Quatrième de couverture
Comment s'échapper de sa cage ? C'est l'obsession des fauves mais aussi celle de Tony, dix-sept ans, lorsqu'il rejoint un cirque itinérant après avoir fui la violence de son père. Faire face aux bêtes, affronter ses propres démons...
Mon avis
Ce roman sort du style feel good de Mélissa Da Costa celui ci est sombre et on y rencontre la violence morale et animale.
Tony 17 ans quitte le domicile parental où il ne reste d'ailleurs que le père violent, la mère Dany a quitté le domicile avec le frère de Tony en abandonnant ce dernier à son père.
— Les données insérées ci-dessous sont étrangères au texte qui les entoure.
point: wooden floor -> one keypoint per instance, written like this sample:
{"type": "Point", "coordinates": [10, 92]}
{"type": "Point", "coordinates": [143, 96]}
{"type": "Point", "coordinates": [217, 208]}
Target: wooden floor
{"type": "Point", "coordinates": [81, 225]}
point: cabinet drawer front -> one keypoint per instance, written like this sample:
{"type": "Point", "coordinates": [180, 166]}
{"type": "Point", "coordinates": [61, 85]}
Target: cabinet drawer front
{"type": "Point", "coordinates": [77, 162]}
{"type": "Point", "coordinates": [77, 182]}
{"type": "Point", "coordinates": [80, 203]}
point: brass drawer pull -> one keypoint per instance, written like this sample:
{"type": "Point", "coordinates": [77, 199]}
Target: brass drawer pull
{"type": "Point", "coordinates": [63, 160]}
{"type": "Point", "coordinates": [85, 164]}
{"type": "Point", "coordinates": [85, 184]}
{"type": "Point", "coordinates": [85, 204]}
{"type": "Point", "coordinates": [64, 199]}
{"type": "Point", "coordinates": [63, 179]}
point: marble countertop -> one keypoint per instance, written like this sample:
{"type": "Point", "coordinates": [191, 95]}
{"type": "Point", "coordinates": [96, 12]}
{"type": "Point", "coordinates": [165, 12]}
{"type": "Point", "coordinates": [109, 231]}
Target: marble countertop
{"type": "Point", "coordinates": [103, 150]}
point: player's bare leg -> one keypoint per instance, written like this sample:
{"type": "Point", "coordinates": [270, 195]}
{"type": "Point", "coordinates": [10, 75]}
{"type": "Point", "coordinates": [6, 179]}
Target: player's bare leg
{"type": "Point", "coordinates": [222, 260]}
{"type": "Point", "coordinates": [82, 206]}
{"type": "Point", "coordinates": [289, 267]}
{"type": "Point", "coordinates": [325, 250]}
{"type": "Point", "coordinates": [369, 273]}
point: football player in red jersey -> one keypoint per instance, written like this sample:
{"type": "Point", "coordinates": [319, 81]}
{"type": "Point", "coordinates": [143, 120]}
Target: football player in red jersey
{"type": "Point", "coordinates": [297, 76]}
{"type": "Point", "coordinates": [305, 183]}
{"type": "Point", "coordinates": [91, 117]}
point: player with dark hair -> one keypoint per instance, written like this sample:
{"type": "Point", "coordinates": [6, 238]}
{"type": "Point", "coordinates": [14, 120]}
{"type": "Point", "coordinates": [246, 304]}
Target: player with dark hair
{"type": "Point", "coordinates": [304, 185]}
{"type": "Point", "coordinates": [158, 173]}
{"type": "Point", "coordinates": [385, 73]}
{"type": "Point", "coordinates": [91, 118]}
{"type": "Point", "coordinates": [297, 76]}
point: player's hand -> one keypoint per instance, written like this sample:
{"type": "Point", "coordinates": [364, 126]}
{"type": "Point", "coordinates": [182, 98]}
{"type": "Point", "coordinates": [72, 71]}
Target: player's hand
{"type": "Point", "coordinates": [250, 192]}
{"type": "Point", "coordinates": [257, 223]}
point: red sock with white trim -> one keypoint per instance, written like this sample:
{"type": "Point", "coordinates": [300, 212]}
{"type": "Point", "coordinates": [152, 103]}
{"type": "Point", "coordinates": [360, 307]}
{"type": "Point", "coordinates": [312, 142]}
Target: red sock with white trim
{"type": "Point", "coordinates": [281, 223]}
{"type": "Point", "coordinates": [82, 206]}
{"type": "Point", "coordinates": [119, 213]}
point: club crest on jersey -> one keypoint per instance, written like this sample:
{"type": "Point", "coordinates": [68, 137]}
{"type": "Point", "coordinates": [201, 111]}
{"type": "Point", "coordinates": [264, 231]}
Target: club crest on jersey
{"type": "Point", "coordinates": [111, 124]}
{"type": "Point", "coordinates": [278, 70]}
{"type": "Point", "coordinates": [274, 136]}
Tony en gardera des séquelles et des réminiscences de cette période.
Tony lors de sa fuite trouve sur sa route un cirque, le cirque Pulko, il arrive à se faire embaucher en cachant ses blessures ainsi que le fait qu'il soit encore mineur. Il commence par s'occuper des chevaux et il le fait bien. Son rêve ultime serait, un jour, de dresser les fauves et il va tout faire pour accéder à son but, pour ça il va lui falloir convaincre Chavo, le Padre et directeur du cirque. Celui ci est marié avec Sabrina avec elle et les autres femmes on découvre la place des femmes dans ce milieu patriarcal et ça fait froid dans le dos. Les fauves sont aussi des personnages à part entière, leurs conditions de détention et de travail m'ont touchée également et principalement Asia, panthère nébuleuse dans un premier temps domestiquée, elle était la fille de Sabrina, pour ensuite subir les lois du dressage ...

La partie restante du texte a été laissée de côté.